The massive late surge in solar module installations in Germany in 2009 has meant that the global PV market increased 20% over 2008, according to revised figures from Solarbuzz. According to the market research firm, installations reached 7.3GW last year an increase of 0.87GW on its previous market forecast. With only preliminary figures released by the German Federal Network Agency as well as for other important markets such as Italy, further revisions upwards should not be ruled out.
According to Solarbuzz, as the German market closes in on a 4GW figure for 2009 and running well ahead of the 2.5-3.5 GW per annum path specified in the currently proposed amendment to the Germany’s Renewable Energy Act (EEG), further tariff cuts could be on the cards.
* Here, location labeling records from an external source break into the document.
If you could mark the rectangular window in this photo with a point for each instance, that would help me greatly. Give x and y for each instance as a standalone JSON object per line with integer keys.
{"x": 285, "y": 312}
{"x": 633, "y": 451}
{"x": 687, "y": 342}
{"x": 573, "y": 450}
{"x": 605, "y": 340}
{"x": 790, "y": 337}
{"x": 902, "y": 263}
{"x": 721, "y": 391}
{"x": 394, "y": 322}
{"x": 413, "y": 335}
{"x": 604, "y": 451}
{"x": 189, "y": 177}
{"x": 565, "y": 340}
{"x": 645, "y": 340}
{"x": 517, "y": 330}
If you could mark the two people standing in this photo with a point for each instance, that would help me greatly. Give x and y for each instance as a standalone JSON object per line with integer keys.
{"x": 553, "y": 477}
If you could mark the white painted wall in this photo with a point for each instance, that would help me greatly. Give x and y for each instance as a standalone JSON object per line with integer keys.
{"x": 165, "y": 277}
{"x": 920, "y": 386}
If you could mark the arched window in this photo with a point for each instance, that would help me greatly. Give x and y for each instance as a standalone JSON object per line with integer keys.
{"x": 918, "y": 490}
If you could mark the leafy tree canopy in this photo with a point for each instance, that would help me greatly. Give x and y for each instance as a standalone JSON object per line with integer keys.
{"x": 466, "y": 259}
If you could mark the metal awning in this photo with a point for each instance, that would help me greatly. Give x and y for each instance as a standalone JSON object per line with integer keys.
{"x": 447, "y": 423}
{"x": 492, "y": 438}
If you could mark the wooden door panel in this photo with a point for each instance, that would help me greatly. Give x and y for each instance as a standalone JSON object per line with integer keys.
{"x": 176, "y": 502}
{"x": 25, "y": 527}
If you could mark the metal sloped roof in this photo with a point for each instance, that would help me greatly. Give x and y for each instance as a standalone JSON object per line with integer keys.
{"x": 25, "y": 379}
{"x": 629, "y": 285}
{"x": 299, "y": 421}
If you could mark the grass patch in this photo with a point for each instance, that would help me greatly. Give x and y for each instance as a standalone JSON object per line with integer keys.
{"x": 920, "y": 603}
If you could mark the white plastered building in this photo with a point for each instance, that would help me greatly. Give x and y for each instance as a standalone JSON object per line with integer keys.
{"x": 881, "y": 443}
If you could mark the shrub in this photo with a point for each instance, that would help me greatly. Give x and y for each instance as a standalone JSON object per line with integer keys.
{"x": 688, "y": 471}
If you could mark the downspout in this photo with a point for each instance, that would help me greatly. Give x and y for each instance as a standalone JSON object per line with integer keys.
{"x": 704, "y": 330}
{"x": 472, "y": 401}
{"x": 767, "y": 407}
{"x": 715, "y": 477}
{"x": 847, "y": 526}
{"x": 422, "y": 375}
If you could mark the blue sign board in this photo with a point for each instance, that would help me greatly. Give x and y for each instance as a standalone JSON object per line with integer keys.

“The current EEG policy amendment is based on a target market range that will be overshot by a large margin in 2010, so the Government may yet choose to cut back tariffs mid-year even more aggressively than currently planned.” said Craig Stevens, President of Solarbuzz, a division of The NPD Group. “Even without such revision, the PV industry will need to plan on a major re-balancing of global supply and demand in both mid-2010 and the start of 2011, worse than occurred from the policy adjustment in Spain in 2008.”
The market research firm said that Germany now accounted for 63% of global demand in fourth quarter of 2009, a record high. At 3.73GW it was more than seven times larger than in the first quarter of 2009, following massive growth in European demand through the year.
Solarbuzz had only recently said that PV installations had reached 6.43GW in 2009, representing and increase of 6% over the previous year.